MiraData: A Large-scale Video Dataset With Long Duration and Structured Captions
Date
Size
Publish URL
Categories
* This dataset supports online use.Click here to jump.
MiraData is a large video dataset jointly developed by Tencent PCG ARC Lab and the Chinese University of Hong Kong in 2024. It is designed for long video generation tasks. The paper results are "MiraData: A Large-Scale Video Dataset with Long Durations and Structured Captions"

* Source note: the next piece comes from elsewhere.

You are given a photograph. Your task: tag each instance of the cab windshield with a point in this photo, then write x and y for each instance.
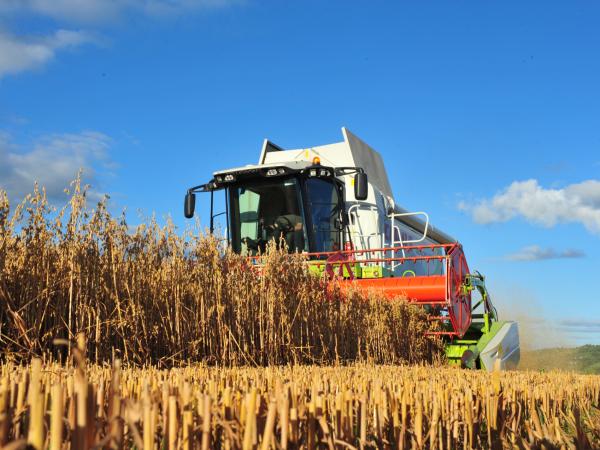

Different from previous short video clips, MiraData focuses on uncut video clips of 1 to 2 minutes (average duration 72.1 seconds), and each video is equipped with structured descriptions from different angles, with an average description length of 318 words, ensuring a comprehensive presentation of the video content. It includes six types of descriptions: subject description, background, style, camera movement, short description, and dense description, which enhances the description depth of the dataset.
To ensure high-quality clips, the research team filtered the dataset into five subsets based on aesthetics, motion intensity, and color, selecting clips with high visual quality and strong motion intensity. To obtain detailed and accurate descriptions, the research team first generated short subtitles using a state-of-the-art subtitle generator, and then enriched them using GPT-4V to generate dense subtitles. In order to provide fine-grained video descriptions from multiple perspectives.
The MiraData dataset provides valuable resources and new challenges for researchers in the fields of long video generation, video content understanding and generation.